7 Steps to Effective Delegation

Known for his Dale Carnegie training expertise, Terry Siebert is writing to inspire leaders to reach their greatest potential. Leadership, today more than ever, may mean the difference between closing the doors or opening new markets. Every month, he'll post help with mindset, business tools and more. Read Full Bio

Last month, “Barriers to Effective Delegation” was the topic. Included in those barriers was the fact that some managers do not know how to delegate effectively. Whether through no or poor training, or a mentor who passes on bad habits, managers who do not have the ability to delegate effectively are a negative influence in their organizations.

The late Eldridge Cleaver once said: “Either you are part of the solution or part of the problem; there is no in-between.” These words emphasize how critical this leadership skill of delegation can be!

A working definition of effective delegation for an individual in a leadership role: “The extension of oneself through another person/group.” When done well, the manager enhances coaching skills, helps others along their career paths, builds a sense of team accountability and, if done very well, finds time to actually address other priorities. At the same time, the individual gets the opportunity to learn and grow, feels he/she is a more critical part of the team, and gains skills that will make him/her more promotable.

Here are seven suggested steps:

  1. Select the Right Person
    In a world that is demanding that we do more, better, faster, and with less resources, some managers often look to the easiest person to dump on, rather than someone who might perceive a project as a growth opportunity. I would agree that it is vital to give the ball to your best person when the heat is on. However, the habit that must be broken is to do this all the time. If this happens, the best person can start to burn-out and other team members might (and often do) get frustrated.

  2. Plan the Delegation
    There was a point in my career when I worked with an organization that was going through serious downsizing. I walked in one Monday and was told in a delegation meeting that one of my fellow managers had been let go. The “Good News” for me was that I still had my job (50-60 hours per week) and I would have the “opportunity” to take on the duties of my departed colleague. In translated language, if I did not take on the additional duties, my option for continued employment would not be there. Looking back, had this meeting been better planned by my boss, it really would have been received in a much better light. Ultimately, the new job duties formed the foundation of a new career. However, at the time, it was a great example of DUMP-ON 101, and felt like it too!

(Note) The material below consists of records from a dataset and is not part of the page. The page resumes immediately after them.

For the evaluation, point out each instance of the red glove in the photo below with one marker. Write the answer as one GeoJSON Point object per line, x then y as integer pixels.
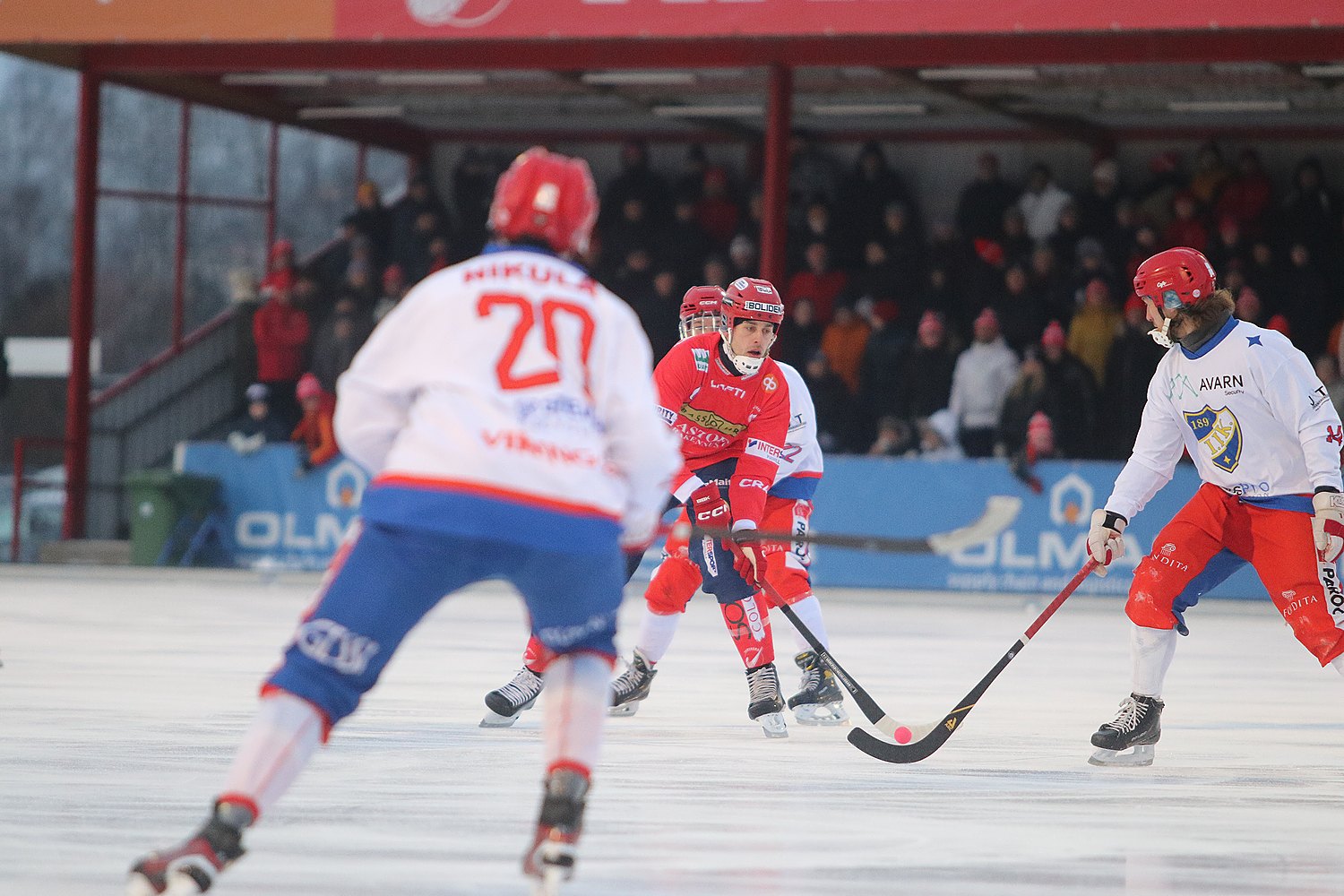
{"type": "Point", "coordinates": [710, 509]}
{"type": "Point", "coordinates": [749, 560]}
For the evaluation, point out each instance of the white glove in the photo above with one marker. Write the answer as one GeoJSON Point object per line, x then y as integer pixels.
{"type": "Point", "coordinates": [1328, 524]}
{"type": "Point", "coordinates": [1105, 538]}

  3. Delegate by Results to be Achieved, Limitations & Performance Standards
    Continuing with the story I started above, these three areas were not very clear in our delegation meeting. In fact, the response to many of my concerns and questions was: “We’ll have to get back to you on that.” If there is a suggestion for anyone who is passing on an assignment to another, be sure these three things are crystal clear in your mind before the delegation meeting. If they are not, be prepared to have your ideas questioned and, in some cases, deflated.

  4. Ask the Person for a Plan of Action
    If the delegator has indeed selected the right person, planned the delegation meeting, and has a very clear view of the assignment, the meeting has a much better chance of going smoothly. And if it does go well, the delagatee should be ready to prepare a plan to make it happen.

  5. Review the Plan and Get Agreement
    Prior to putting the plan into effect, it is critical that both the manager and subordinate have agreed on the process. Failure to do so will result in either botched results or lack of communication, leading to poor results later. This is the step that can make or break a career path. The one thing you want to be sure of in the subordinate role is to be absolutely on the same page as your manager! Failure to do so can be painful for both parties, as well as the organization.

  6. Implement the Plan with Manager Support
    Managerial support is the essence of sound coaching — not doing! It is knowing when to offer help and when to let your team member forge their own path. The necessary attitude for the manager and team member is to allow work to take place in an atmosphere where failure is not the end of a career. People who do make it to the top of their professions have usually made their share of mistakes along the way and have done a great deal of learning from them.

  7. Follow Up
    When the manager follows up in effective delegation, he/she is going right back to the three items mentioned in Number 3 above. Did we hit the results we were striving for? Did we work within the limitations (budget, timelines, etc.) that were agreed upon? Did we meet the performance standards that were established?

In summary, effective delegation is a two-way street. It can be a tremendous growth opportunity if done well!